I'm trying to connect from an instance A in databricks to another databricks instance B to read its tables and schemas (databases)
How can I fetch the schemas from instance B using jdbc?
This is what I've tried:
sparkUrl = f"jdbc:{UrlPrefix}://{Host}:{Port}/default;transportMode=http;ssl=1;httpPath={Db};AuthMech=3;UID={Uid};PWD={Pwd};UseNativeQuery=1"
spark.read.jdbc( url=sparkUrl, table=f'(SHOW SCHEMAS)')
But the system always return an error:
java.sql.SQLException: [Simba][SparkJDBCDriver](500051) ERROR processing query/statement. Error Code: 0, SQL state: org.apache.hive.service.cli.HiveSQLException: Error running query: org.apache.spark.sql.AnalysisException: Table or view not found: SHOW; line 1 pos 15
If I run a "normal" SELECT statement from instance A against instance B tables it returns the records without errors.
I read in the documentation that the jdbc driver always tries to surround the sql statement like
select * from (query)
It seems that this is the behavior that is happening, hence that's how I get the error.
Can I stop the default behavior of the jdbc driver to wrap jdbc queries so I can run the straight code in instance B?
I can switch to scala if such option is available.

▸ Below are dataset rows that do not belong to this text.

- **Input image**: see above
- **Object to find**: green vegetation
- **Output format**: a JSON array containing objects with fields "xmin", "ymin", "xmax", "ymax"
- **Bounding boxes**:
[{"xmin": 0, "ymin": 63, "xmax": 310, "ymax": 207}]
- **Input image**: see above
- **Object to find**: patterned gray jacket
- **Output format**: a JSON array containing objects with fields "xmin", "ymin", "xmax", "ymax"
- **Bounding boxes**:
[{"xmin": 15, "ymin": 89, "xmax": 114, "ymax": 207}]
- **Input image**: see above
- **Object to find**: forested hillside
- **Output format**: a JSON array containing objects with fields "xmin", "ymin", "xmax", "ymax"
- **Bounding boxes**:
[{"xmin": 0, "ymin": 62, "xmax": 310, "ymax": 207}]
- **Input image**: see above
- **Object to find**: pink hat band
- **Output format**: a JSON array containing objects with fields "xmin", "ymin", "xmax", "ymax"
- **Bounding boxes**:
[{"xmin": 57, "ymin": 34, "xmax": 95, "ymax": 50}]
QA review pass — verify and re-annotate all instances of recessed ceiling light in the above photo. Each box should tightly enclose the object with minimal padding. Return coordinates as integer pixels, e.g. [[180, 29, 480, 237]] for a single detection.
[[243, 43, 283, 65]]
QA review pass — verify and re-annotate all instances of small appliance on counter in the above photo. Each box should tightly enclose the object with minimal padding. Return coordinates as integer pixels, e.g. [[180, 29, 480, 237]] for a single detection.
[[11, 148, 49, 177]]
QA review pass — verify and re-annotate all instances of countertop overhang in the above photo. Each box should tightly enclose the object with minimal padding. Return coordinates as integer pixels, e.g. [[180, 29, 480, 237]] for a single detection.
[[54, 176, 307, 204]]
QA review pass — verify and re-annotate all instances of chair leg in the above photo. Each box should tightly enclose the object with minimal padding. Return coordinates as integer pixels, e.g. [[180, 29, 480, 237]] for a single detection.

CodePudding user response:
I was facing the same issue, the 'show' keyword was not recognizable so used alternative methods to get the same. I am using the databricks-sql-connector provided by databricks to query another instance. I am providing a detailed link for reference - https://docs.databricks.com/dev-tools/python-sql-connector.html
- You need to install the connector on the instance
- generate access_token to access the cluster
- you can get all the hostname and path details on the cluster jdbc/odbc tab.
from databricks import sql
with sql.connect(server_hostname="databricks.com",
http_path="sql/protocolv1/o/0/2",
access_token="asdjaskdjaskXXXX") as connection:
with connection.cursor() as cursor:
cursor.execute("SHOW SCHEMAS ")
result = cursor.fetchall()
for row in result:
print(row)